Consumer Credit Grew in 2Q But Remained Manageable in Context of Incomes: Consumer credit data from the New York Fed showed total outstanding debt rose for a 16th straight quarter to $13.3 trillion. The $82 billion increase in the three months ended June 30 was driven primarily by higher outstanding balances for mortgages, auto loans, and credit card debt. Outstanding amounts tied to consumers’ HELOC accounts dropped, as did the total for student loans. In a more meaningful context, the ratio of total outstanding credit ($13.3 trillion) to disposable personal income ($15.5 trillion) dropped to 86.0%, a new low for the cycle.

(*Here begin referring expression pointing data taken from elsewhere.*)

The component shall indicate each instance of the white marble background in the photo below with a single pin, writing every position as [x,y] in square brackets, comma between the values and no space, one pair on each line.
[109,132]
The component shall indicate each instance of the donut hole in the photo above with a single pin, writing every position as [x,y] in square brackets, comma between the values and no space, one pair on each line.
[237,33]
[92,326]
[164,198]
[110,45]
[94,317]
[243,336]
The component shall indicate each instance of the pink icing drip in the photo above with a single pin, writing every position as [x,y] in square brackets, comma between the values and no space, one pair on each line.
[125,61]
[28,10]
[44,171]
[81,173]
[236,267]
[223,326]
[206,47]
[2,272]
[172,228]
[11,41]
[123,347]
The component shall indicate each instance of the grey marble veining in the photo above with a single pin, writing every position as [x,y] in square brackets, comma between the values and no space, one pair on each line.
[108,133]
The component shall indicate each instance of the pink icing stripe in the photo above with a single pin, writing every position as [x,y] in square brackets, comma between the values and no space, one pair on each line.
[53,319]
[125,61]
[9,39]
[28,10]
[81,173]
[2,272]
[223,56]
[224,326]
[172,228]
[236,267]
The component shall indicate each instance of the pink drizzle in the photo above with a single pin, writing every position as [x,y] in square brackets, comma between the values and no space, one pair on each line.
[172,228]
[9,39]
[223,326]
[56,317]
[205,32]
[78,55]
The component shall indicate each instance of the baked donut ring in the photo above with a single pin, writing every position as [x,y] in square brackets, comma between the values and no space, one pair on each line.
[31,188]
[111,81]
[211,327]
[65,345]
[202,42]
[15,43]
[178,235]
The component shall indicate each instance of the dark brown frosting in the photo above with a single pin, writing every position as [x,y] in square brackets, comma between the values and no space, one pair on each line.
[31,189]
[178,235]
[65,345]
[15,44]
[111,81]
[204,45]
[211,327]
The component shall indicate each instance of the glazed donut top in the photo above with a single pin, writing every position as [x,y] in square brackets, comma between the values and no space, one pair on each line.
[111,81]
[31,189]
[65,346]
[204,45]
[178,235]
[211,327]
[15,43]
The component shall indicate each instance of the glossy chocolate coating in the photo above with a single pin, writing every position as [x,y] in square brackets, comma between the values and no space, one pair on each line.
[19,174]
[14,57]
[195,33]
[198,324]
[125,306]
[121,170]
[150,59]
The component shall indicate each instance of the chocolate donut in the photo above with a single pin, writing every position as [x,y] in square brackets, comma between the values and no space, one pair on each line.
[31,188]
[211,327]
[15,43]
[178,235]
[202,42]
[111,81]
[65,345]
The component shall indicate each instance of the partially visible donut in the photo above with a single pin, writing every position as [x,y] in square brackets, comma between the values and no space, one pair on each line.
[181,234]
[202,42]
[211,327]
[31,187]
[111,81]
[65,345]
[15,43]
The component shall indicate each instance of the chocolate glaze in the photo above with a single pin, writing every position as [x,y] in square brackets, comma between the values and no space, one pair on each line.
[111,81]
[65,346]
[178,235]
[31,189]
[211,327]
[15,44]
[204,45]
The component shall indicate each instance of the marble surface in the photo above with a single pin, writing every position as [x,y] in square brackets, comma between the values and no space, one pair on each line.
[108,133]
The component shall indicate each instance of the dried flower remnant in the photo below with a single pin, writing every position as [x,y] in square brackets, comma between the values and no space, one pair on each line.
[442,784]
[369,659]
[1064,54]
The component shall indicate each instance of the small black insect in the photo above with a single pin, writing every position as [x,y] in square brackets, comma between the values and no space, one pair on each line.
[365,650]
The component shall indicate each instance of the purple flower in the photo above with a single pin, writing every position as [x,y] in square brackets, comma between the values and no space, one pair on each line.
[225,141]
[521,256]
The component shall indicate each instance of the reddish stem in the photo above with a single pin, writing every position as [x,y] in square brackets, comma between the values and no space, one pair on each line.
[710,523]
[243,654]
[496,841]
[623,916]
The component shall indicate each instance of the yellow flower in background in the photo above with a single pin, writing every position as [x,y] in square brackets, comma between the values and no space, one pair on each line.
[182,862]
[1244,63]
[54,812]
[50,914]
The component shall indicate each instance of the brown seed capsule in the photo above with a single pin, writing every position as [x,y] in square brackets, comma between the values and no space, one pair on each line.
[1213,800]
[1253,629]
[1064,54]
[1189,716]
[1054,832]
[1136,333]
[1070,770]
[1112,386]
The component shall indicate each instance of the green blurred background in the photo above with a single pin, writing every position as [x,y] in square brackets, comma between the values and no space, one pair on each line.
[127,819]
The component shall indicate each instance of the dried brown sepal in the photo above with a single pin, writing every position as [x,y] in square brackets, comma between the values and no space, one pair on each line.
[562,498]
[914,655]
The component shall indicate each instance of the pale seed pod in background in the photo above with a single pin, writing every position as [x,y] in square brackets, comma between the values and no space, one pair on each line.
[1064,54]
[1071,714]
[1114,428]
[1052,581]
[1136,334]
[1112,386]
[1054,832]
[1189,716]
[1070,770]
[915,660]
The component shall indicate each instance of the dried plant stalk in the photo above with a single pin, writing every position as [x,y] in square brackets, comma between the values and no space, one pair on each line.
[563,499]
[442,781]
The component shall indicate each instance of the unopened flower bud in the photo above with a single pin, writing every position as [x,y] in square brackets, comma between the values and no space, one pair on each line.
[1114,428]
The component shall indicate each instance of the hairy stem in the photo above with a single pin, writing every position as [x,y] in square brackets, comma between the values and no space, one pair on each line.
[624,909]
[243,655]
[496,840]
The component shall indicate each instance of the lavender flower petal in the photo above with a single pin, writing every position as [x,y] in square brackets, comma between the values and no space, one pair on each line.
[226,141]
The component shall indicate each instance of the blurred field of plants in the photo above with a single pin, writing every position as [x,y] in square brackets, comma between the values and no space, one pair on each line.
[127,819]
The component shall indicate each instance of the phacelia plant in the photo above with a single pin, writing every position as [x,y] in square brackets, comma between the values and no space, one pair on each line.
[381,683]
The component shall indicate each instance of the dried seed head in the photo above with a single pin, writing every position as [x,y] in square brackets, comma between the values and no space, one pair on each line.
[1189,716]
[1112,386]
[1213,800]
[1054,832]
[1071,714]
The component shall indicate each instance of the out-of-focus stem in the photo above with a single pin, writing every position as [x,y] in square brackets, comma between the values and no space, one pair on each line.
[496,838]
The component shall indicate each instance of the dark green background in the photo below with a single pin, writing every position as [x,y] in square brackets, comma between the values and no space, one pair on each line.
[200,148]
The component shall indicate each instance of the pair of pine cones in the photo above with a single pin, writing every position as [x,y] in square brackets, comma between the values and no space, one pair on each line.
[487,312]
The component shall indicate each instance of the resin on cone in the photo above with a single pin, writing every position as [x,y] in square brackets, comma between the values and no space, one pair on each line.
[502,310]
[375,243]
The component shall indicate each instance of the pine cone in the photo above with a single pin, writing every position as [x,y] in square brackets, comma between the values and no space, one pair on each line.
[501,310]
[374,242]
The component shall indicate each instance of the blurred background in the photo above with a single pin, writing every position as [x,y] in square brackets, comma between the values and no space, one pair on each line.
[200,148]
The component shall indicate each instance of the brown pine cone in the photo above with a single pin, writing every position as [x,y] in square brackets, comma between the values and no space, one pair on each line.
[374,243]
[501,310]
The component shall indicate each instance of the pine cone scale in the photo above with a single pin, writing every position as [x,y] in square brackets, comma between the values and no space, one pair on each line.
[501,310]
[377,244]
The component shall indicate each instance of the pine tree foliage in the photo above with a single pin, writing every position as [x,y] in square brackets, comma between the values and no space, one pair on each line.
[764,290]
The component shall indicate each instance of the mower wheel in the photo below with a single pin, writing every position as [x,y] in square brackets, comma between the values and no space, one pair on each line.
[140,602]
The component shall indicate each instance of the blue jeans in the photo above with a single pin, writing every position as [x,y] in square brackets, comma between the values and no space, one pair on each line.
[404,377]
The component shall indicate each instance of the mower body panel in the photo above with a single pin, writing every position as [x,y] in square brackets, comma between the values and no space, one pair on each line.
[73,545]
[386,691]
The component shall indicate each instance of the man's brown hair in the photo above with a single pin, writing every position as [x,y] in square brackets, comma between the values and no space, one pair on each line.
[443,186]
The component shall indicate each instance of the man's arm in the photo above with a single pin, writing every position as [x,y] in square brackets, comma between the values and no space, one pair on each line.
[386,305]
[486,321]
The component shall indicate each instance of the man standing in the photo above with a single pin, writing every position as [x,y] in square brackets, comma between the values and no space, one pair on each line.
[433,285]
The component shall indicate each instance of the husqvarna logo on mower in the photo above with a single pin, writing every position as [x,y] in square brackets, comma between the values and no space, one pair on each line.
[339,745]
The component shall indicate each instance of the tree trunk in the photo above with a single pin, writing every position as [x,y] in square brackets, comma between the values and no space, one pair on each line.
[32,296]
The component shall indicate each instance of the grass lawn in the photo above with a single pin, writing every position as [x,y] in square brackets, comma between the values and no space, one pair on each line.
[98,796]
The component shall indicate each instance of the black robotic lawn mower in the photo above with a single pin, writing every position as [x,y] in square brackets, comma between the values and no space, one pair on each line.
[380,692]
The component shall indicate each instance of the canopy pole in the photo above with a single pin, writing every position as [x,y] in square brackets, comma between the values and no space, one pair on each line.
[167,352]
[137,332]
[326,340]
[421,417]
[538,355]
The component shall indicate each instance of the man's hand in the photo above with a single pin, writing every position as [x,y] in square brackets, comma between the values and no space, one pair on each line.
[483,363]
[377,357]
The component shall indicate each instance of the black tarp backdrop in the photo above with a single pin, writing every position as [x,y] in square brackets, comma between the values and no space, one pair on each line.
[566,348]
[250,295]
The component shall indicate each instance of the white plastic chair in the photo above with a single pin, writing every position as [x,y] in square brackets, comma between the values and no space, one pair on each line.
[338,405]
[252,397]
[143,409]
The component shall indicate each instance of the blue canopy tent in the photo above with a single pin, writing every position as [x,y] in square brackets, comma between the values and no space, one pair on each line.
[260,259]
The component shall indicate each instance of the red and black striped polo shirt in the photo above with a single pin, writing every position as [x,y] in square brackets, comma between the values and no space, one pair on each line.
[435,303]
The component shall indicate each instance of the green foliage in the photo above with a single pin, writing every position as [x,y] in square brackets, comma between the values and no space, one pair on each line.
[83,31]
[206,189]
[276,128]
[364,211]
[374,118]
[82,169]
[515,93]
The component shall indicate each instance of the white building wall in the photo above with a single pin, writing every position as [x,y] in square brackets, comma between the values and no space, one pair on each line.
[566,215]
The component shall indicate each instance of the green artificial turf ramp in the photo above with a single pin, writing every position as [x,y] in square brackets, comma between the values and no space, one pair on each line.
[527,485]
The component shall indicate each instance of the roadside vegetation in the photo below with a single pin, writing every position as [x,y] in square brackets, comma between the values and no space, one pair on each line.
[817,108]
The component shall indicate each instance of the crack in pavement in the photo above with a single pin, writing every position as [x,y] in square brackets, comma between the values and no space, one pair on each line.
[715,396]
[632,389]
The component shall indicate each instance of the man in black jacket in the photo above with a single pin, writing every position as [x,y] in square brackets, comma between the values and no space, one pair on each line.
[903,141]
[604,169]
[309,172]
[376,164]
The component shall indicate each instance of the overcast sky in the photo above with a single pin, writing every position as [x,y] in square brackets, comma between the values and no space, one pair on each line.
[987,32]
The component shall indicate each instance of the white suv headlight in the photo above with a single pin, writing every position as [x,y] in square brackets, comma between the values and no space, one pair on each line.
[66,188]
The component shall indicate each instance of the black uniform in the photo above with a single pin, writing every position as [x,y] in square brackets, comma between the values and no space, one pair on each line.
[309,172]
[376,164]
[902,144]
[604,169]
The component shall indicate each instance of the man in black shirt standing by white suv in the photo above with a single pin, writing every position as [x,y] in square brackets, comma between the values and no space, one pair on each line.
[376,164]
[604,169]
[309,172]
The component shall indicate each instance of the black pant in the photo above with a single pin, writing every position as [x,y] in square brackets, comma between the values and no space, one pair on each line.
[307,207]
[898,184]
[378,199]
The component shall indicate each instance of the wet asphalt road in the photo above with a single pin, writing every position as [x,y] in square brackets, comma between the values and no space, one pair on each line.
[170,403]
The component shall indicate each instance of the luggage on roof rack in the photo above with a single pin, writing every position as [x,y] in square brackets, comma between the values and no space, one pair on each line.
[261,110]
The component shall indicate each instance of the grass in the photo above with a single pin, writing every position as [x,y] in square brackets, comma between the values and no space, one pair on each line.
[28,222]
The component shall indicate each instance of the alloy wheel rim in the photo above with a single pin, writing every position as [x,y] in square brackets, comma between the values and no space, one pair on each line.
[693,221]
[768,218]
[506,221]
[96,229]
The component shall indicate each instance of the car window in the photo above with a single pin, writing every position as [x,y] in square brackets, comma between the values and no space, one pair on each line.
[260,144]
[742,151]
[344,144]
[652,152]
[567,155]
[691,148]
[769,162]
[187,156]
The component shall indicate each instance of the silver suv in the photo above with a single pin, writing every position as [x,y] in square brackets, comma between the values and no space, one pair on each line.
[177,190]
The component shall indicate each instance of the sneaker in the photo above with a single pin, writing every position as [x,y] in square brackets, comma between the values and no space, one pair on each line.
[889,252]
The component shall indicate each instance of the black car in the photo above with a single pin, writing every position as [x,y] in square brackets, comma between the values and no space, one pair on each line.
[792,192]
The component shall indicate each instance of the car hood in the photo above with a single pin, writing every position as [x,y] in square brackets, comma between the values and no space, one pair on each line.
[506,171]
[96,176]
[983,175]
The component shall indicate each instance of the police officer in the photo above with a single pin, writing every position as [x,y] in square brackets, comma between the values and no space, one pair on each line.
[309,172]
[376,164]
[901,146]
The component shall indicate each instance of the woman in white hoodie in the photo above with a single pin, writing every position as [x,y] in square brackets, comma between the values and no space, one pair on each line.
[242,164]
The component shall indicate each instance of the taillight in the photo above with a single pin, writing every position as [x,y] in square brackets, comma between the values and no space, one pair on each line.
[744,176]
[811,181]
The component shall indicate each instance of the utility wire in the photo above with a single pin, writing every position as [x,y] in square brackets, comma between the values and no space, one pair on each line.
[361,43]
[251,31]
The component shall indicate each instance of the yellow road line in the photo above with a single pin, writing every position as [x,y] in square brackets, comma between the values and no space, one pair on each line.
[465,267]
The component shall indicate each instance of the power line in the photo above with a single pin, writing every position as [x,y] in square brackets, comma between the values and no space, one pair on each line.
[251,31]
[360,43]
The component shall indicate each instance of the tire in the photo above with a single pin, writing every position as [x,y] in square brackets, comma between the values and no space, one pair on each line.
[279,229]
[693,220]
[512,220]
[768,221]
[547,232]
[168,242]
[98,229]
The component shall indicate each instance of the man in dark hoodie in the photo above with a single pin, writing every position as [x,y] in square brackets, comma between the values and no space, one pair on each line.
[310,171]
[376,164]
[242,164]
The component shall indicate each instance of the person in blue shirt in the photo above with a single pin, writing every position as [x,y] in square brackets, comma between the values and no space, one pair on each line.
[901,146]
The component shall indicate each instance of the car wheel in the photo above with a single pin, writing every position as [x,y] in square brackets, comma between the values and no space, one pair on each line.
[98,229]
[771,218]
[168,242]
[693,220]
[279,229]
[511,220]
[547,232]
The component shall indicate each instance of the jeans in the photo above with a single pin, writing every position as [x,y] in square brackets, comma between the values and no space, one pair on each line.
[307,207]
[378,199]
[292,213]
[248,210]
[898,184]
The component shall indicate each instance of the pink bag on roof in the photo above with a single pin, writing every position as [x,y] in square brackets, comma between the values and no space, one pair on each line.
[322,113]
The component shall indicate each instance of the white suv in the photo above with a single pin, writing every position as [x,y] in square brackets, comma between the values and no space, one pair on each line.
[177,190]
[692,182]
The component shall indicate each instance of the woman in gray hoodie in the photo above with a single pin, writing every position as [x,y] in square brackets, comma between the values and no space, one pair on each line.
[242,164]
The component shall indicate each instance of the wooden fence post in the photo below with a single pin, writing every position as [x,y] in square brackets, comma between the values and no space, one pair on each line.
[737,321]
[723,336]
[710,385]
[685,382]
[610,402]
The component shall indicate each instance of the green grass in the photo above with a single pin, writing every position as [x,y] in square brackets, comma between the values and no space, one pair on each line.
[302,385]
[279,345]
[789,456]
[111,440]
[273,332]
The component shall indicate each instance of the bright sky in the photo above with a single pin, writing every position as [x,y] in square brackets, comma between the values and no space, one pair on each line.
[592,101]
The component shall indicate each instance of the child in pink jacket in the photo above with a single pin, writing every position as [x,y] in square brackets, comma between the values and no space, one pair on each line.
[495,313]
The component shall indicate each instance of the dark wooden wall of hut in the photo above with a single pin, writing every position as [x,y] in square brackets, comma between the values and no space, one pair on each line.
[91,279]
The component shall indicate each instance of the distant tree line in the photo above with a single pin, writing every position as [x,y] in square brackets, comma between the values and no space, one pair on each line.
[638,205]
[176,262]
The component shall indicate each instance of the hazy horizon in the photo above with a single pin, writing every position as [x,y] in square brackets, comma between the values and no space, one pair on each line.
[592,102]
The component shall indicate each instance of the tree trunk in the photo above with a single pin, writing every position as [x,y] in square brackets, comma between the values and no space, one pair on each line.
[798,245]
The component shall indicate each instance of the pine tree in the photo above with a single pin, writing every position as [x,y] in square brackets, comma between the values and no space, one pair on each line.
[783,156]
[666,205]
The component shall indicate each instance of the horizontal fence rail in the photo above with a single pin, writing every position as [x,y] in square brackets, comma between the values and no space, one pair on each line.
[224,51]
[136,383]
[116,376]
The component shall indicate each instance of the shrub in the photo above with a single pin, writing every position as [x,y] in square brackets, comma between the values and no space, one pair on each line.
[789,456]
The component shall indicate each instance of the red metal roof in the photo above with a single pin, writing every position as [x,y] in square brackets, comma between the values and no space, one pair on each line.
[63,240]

As to credit quality, the same report noted that overall delinquency rates notched a small improvement from 1Q despite higher flows into seriously delinquent categories for autos and credit cards. The report pointed out the noted improvement over the last 12 months in the share of student loans entering the seriously delinquent category. As for future potential credit growth, total credit inquiries were generally unchanged near the lowest level of the survey’s history.